The Advocacy Commission of the Rastafari Council Ghana has outlined a policy roadmap to end cannabis prohibition and position the crop as a viable driver of economic growth, industrial development, and public health reform.
Speaking at the Fifth Rastafari Cannabis Conference in Accra, Professor Yegandi Imhotep Paul Alagidede, the Bank of Ghana Chair of Finance and Economics at the University of Ghana, said the proposed framework balances economic opportunity with regulatory safeguards, particularly around dependency risks and medical applications.
He explained that the first step, full decriminalisation, would remove criminal penalties associated with personal use, possession and small-scale cultivation, while shifting enforcement resources toward a public health-based regulatory system.
This, he argued, would reduce state expenditure on enforcement and incarceration while creating space for a structured cannabis market.
The second pathway focuses on formalising cultural use, particularly recognising Rastafari sacramental practices within Ghana’s legal framework.
According to Professor Alagidede, this would protect indigenous knowledge systems while integrating them into a regulated economic ecosystem.
A third recommendation centres on equity-driven licensing, prioritising local participation in the cannabis value chain.
He stressed that smallholder farmers and cooperatives should be given preferential access to cultivation and processing licenses to ensure that economic gains are retained domestically rather than dominated by foreign investors.
The fourth pathway highlights reparative justice, including the expungement of criminal records for non-violent cannabis-related offences.
Professor Alagidede noted that such measures would not only address historical inequities but also reduce the long-term economic burden on affected individuals and communities, enabling broader participation in the formal economy.
The final proposal calls for strategic state investment in cannabis research, innovation and industrialisation, positioning Ghana as a leader in Africa’s emerging cannabis economy.
This includes developing pharmaceutical applications, industrial hemp products and export-ready value chains.
He referenced provisions in the Narcotics Control Commission Act, 2020 (Act 1019), which currently allow regulated cultivation of cannabis with THC levels below 0.3 percent for industrial and medicinal purposes.
However, recreational use remains prohibited under the law, limiting the sector’s full economic potential.
Professor Alagidede argued that prohibition has not achieved its intended policy outcomes, pointing to high usage rates despite strict enforcement.

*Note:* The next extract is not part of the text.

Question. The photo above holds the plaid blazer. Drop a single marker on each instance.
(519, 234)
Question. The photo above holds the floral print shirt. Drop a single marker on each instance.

He cited data indicating that approximately 21.5 percent of Ghanaians aged 15 to 64 have used cannabis, suggesting that demand persists outside formal regulation.
From an economic perspective, he emphasised that a regulated cannabis industry could unlock significant revenue streams.
Estimates presented at the conference indicate that Ghana could generate between GH¢2.1 billion and GH¢15.5 billion annually through cultivation, processing, and export activities if the sector is fully developed.
Mr Sedem Ofori, a researcher and anti-prohibition advocate, reinforced the economic argument, urging policymakers to reclassify cannabis particularly for medical and industrial use as an agricultural-industrial commodity.
He said such a shift would align cannabis with mainstream agribusiness policy frameworks, enabling investment, financing and large-scale production.
He also highlighted the fiscal cost of prohibition, noting that cannabis-related offences continue to contribute to prison overcrowding and public spending pressures. With the annual cost of maintaining an inmate estimated between $1,500 and $2,500, he argued that decriminalisation could yield immediate budgetary savings while redirecting resources into productive sectors.
Stakeholders at the conference concluded that Ghana stands at a policy crossroads, where regulatory reform could transform cannabis from a controlled substance into a high-value economic asset within agriculture, pharmaceuticals and manufacturing.